In a way, I think that maybe in the last month and a half, I have been assessing how I have been dealing with these challenges. I've been evaluating how I cope.

I've gained some fortitude from knowing that at this point, I feel relatively stable in my service. I know how to cope well. I did experience a series of rough patches in the last month and a half. Yet, at no point during this period did I sink anywhere nearly as low as I did during my first few months living here in my town, from late November last year to mid-March this year. I think that I've fared as well as I have because of the advice I've received, and my own advice (mostly contained in my August 2011 blog post entitled "Tips for PCVs and PCTs,") which I myself have tried to follow. Recently when I was feeling down, I identified how I was feeling. I thought, "I'm feeling homesick." Next I thought, "It's reasonable for me to feel homesick. I am far away from many people I love. I miss them. It's completely natural for me to feel this way." Immediately I felt drastically better. Knowing that I can competently cope, I then feel empowered to take action in other areas, such as my work.

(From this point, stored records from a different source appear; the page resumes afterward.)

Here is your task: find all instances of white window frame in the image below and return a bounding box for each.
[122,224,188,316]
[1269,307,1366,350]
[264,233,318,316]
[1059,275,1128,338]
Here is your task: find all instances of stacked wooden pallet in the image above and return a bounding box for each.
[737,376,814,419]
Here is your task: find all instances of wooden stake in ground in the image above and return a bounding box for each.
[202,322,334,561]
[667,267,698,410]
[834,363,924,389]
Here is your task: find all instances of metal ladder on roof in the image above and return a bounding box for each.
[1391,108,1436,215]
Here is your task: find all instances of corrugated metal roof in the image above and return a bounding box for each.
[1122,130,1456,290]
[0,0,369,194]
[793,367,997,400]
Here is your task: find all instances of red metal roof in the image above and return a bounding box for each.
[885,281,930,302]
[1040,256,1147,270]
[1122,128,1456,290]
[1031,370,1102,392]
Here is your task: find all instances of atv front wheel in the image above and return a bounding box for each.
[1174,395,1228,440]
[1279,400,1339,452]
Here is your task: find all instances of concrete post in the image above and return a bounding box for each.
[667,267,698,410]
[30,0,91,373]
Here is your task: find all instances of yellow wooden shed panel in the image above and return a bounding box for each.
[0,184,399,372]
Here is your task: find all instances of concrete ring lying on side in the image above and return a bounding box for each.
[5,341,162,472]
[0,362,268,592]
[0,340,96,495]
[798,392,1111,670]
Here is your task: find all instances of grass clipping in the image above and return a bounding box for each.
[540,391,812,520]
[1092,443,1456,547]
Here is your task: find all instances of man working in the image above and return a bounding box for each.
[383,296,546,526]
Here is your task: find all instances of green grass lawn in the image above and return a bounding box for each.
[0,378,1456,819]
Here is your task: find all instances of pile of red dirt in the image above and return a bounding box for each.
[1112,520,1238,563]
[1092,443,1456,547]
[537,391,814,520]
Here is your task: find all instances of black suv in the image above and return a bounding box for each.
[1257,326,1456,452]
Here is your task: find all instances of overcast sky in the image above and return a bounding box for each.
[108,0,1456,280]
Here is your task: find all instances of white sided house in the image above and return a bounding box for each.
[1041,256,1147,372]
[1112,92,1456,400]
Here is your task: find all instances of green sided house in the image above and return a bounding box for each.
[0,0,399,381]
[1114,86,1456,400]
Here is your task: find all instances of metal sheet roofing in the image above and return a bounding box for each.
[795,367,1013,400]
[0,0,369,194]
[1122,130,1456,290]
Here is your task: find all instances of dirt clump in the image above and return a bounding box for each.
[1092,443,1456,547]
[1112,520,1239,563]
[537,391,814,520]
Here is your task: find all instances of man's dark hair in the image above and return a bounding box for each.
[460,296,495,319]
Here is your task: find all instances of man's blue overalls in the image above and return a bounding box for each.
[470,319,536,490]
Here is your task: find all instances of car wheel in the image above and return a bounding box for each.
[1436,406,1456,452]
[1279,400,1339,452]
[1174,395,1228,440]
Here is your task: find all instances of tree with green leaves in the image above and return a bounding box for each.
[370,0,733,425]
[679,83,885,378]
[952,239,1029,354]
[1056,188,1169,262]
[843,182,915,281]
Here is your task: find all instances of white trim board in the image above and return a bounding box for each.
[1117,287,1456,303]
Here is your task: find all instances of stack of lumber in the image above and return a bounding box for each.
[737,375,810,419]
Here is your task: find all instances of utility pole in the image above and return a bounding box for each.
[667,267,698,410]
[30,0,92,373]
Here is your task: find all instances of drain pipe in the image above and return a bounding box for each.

I've also maintained a sense of direction and purpose by reminding myself while I'm here. I remember very often that I'm trying to do what God wants me to do, namely, help others, and, more specifically, help impoverished people, and, even more specifically, help them better themselves.

In keeping in touch with my faith, and reminding myself what my values are, I've been taking my own advice, remembering what I've learned. And I've also been remembering what others have taught me. You might think I am making a very obvious point here. However, I've seen numerous PCVs sinking low because they succumb to various forms of tunnel vision, of pessimism, of failing to consult, listen to, and learn from others (and at times I have suffered from this malady as well). So remember what you have learned, and ask for help when you need it. After all, the Peace Corps is all about learning from others.